Patience was the key. He monitored himself carefully, knowing that exercise was going to be part of his daily routine. If anything was sore or not responding well, he pushed himself only as hard as he thought he could. He didn’t want to sustain injuries that might set back his workout schedule. He bought a weight set and started lifting. The weights were a clear measurable he could compare to his high school weightlifting days, and he charted his progress in a notebook during every workout.

Mitch had always suspected that his diet was killing him in slow degrees. Still, he didn’t realize how much damage he had done to himself until he studied some Internet research. He found out that refined sugar is addictive, full of empty calories, toxic to the liver, and damaging to the nervous, digestive, and immune systems. This went a long way in explaining why years of drinking sugary beverages and booze had made Mitch increasingly ill.

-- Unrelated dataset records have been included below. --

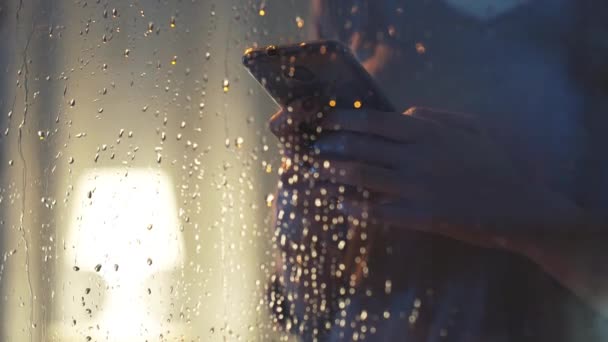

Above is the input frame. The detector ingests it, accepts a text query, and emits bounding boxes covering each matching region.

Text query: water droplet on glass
[234,137,245,148]
[266,194,274,207]
[296,17,304,28]
[416,43,426,55]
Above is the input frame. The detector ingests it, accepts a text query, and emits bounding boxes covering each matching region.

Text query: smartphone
[243,41,395,112]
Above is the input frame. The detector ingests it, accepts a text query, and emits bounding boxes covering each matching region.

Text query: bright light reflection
[56,169,184,341]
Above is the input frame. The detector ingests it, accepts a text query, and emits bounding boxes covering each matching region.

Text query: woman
[271,0,608,341]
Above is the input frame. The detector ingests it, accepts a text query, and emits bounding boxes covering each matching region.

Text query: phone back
[243,41,394,111]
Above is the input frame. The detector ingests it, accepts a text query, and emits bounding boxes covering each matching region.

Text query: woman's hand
[314,108,584,246]
[271,103,608,318]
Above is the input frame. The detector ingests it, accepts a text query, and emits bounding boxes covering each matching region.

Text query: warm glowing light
[58,168,184,342]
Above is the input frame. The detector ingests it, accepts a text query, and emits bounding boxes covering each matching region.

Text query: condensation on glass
[0,0,308,341]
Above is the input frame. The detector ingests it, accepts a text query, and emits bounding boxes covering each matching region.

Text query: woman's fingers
[314,132,416,168]
[317,160,426,198]
[318,109,437,143]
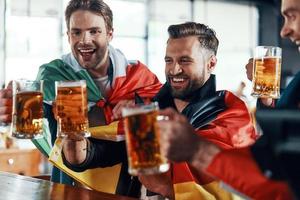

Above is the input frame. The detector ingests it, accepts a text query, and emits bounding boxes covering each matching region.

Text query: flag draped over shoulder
[33,46,161,193]
[37,46,161,141]
[172,92,257,200]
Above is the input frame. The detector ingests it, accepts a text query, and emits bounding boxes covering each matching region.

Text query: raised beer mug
[251,46,281,99]
[55,80,91,138]
[122,102,169,175]
[12,79,43,139]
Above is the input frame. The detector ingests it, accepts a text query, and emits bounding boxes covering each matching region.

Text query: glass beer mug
[55,80,90,137]
[122,102,169,175]
[251,46,281,99]
[12,79,43,139]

Moreover, the white flour he loved so much in his food was killing him just as quickly. Its ingestion led to gluttony, obesity, diabetes, gastrointestinal disorders, and allergies. pH imbalances from the white flour resulted in calcium depletion. Mitch might have wound up with cancer and coronary disease had he not started running and eating better. His obsession with dairy products wasn’t doing his body any favors either. Since most milk is treated with hormones, preservatives, and antibiotics, it causes inflammations in the body that trigger allergies and other symptoms that might lead to disease.  

Mitch knew he would never be able to completely remove unhealthy food and drinks from his diet, nor did he want to. Instead, he practiced harm reduction per the advice of a fellow office worker who moonlighted as an addiction counselor. Early on, partial or incremental changes seemed sensible and necessary. Mitch stopped drinking hard liquor completely, but he allowed himself three beers a day, down from the two six packs he normally drank. He transitioned from soft drinks to additive-free fruit and vegetable smoothies and juices, and he stopped eating pizza and sugary breakfast cereals altogether.

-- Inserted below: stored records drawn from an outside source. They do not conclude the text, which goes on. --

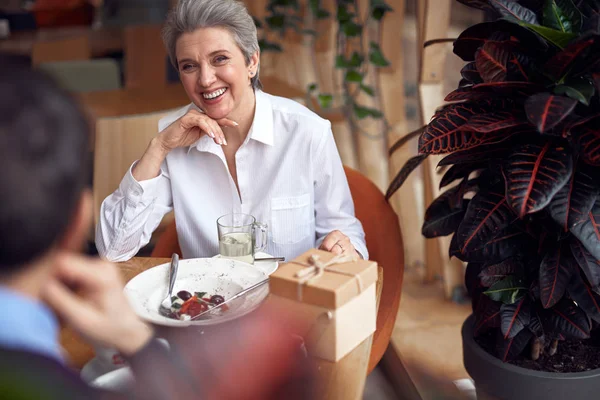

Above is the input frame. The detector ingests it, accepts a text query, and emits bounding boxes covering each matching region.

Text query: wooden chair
[152,167,404,373]
[124,25,167,88]
[92,111,172,242]
[31,35,91,66]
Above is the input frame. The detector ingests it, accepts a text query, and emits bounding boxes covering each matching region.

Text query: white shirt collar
[186,90,274,153]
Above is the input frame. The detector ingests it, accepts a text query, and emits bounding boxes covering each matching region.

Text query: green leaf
[353,103,383,119]
[371,0,394,21]
[369,42,390,67]
[554,80,596,106]
[342,21,362,37]
[317,93,333,108]
[344,69,363,82]
[544,0,581,32]
[483,275,527,304]
[360,83,375,96]
[336,4,354,24]
[521,22,577,49]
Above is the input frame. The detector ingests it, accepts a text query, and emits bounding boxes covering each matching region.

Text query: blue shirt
[0,285,63,362]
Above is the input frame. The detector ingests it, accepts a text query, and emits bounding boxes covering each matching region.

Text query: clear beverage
[219,232,254,264]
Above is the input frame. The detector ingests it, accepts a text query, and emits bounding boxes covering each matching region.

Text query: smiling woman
[96,0,368,261]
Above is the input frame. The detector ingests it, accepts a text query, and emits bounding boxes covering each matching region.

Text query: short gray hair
[162,0,262,89]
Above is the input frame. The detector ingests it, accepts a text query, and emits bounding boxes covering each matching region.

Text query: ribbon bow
[290,254,363,301]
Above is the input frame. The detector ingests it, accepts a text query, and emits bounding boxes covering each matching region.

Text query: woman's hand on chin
[158,110,238,152]
[319,230,362,260]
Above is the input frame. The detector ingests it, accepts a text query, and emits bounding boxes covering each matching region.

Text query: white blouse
[96,91,368,261]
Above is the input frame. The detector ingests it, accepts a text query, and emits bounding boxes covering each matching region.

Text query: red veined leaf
[473,294,501,336]
[467,111,528,133]
[525,93,577,133]
[479,257,520,287]
[385,154,428,200]
[453,20,548,61]
[540,245,574,308]
[572,116,600,166]
[571,239,600,287]
[548,163,600,232]
[544,39,594,80]
[419,103,485,154]
[440,161,486,189]
[502,142,573,218]
[550,297,591,340]
[489,0,539,25]
[456,187,515,254]
[497,329,533,362]
[475,42,510,82]
[460,62,483,83]
[567,271,600,322]
[438,143,511,167]
[571,201,600,260]
[500,296,531,339]
[421,190,468,239]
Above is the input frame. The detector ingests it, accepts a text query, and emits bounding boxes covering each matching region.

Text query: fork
[158,253,179,317]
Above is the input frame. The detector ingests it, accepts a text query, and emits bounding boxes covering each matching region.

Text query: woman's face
[175,27,258,119]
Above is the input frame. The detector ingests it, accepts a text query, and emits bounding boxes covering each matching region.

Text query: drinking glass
[217,214,267,264]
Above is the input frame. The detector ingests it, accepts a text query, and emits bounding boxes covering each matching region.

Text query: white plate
[125,258,269,326]
[213,251,279,275]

This didn’t turn out to be as much of a problem as he thought it would. He just ate more fish, salads, fruits, and low-fat proteins, which he wound up enjoying more than pizza and cereal anyway. He also introduced vitamin, mineral, and herb supplements into his daily diet, to include turmeric, magnesium, collagen, and boron. As his body and mind changed, so did some of his most entrenched habits. Most notably, he stopped hanging out in bars. He finally realized that he had done so up to that point mainly to get drunk, not to socialize. As a result, his expenses remained about the same, but his spending now produced useful, not damaging, outcomes.

In time, his pale, blotchy, prematurely aging skin grew more supple and lustrous. His circulatory and digestive systems, which had been giving him trouble for years, began functioning normally again. His hands and feet stopped feeling numb, and his joints didn’t ache so much in the morning. He lost 30 pounds in his first month on the new regimen. In the span of six months, he lost 70 pounds and was running a few miles almost every day. He also bench pressed 300 pounds, which was better than he had ever managed in high school. He didn’t get sick once during that time because his immune system was now much stronger.

And once in a while when the weather was good, Mitch would pack a lunch and stroll out to the tree he had tried to die under. He would sit down beneath the shadiest branches, think about everything he’d put himself through, and wonder why he was still alive.